From Christine Stevenson, Chief Executive

I acknowledge that this letter should not have been able to be sent.

I would like to apologise for the distress that this has caused to those impacted by the tragic events of 15 March.

We have taken swift action to ensure that our processes are as effective as we need them to be. With immediate effect, this prisoner will not be able to send or receive any mail until we have absolute assurance that the process in place for screening and assessing his correspondence upholds the safety of the public, both in New Zealand and internationally.

This prisoner has been in our custody for five months. During this time he has been safely and securely managed by highly professional staff, with full regard to the need to uphold the law and manage the unprecedented risk that he presents to the safety of the community, our staff, other prisoners and himself.

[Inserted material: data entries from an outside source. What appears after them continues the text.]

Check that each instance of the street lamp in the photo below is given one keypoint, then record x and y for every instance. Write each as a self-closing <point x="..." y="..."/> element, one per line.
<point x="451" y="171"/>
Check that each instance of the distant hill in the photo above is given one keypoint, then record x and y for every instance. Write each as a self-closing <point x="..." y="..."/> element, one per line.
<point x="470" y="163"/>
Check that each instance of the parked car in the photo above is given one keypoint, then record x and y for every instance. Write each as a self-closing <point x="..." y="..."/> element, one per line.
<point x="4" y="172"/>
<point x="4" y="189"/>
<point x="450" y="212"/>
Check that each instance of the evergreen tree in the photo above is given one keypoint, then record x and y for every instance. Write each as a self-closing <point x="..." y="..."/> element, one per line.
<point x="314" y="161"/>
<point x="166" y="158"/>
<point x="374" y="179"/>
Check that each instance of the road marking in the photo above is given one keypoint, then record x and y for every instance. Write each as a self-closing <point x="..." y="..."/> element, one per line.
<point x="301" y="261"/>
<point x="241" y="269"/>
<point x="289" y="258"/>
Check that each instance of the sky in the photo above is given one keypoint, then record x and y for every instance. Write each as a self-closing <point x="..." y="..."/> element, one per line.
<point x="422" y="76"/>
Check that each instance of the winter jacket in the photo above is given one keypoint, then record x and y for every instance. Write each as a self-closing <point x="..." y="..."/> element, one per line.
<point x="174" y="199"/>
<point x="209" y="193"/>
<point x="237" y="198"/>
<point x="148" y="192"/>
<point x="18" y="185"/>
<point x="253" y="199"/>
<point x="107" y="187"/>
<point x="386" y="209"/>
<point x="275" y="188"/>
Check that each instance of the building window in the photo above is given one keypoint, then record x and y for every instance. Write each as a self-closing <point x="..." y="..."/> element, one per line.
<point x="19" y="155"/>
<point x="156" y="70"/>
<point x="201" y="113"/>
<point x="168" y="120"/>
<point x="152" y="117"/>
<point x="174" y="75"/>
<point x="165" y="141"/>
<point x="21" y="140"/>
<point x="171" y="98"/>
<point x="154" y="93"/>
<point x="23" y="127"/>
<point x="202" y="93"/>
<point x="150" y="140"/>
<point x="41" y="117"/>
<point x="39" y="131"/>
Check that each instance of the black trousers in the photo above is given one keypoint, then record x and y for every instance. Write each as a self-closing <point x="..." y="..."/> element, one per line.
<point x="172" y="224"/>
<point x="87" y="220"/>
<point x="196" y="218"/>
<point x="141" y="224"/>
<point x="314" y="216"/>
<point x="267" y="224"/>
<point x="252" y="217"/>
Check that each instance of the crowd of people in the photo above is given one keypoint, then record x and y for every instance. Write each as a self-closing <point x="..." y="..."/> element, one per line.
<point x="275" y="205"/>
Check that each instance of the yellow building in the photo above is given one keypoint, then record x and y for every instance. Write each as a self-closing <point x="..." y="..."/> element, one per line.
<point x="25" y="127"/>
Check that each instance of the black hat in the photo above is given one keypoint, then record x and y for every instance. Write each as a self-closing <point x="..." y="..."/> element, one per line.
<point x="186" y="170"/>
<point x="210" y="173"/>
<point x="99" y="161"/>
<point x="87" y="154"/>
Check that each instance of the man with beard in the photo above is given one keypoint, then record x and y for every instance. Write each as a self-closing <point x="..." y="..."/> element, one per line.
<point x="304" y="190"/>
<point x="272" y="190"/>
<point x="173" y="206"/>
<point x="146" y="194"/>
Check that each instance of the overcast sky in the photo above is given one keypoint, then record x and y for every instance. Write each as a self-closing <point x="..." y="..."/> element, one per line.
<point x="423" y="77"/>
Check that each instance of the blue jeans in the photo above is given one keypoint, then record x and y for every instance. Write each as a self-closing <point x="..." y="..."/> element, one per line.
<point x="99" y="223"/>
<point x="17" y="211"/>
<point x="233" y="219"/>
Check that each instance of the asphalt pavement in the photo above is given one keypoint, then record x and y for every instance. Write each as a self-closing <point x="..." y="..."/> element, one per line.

It is a fine balance to uphold our lawful obligations and mitigate all potential risks posed by the prisoner, however, we are absolutely committed to ensuring that he has no opportunity to cause harm or distress, either directly or indirectly.


We are legislatively required to manage prisoners in accordance with the Corrections Act 2004 and our international obligations for the treatment of all prisoners. Sending mail is a legislatively required minimum entitlement under the Act. Mail can be withheld in a very limited number of circumstances, and we have withheld some of his mail where concerns have been identified.

We have never managed a prisoner like this before and the risk he presents is unparalleled. Our overriding priority is the safety of the public, and we will continue to work with our partner agencies to ensure that we have the right skills, capability and experience to continually assess any threat that this prisoner, or his correspondence poses.

In addition, we are working to provide our Minister with advice about what legislative changes could be made to further strengthen our management of this prisoner.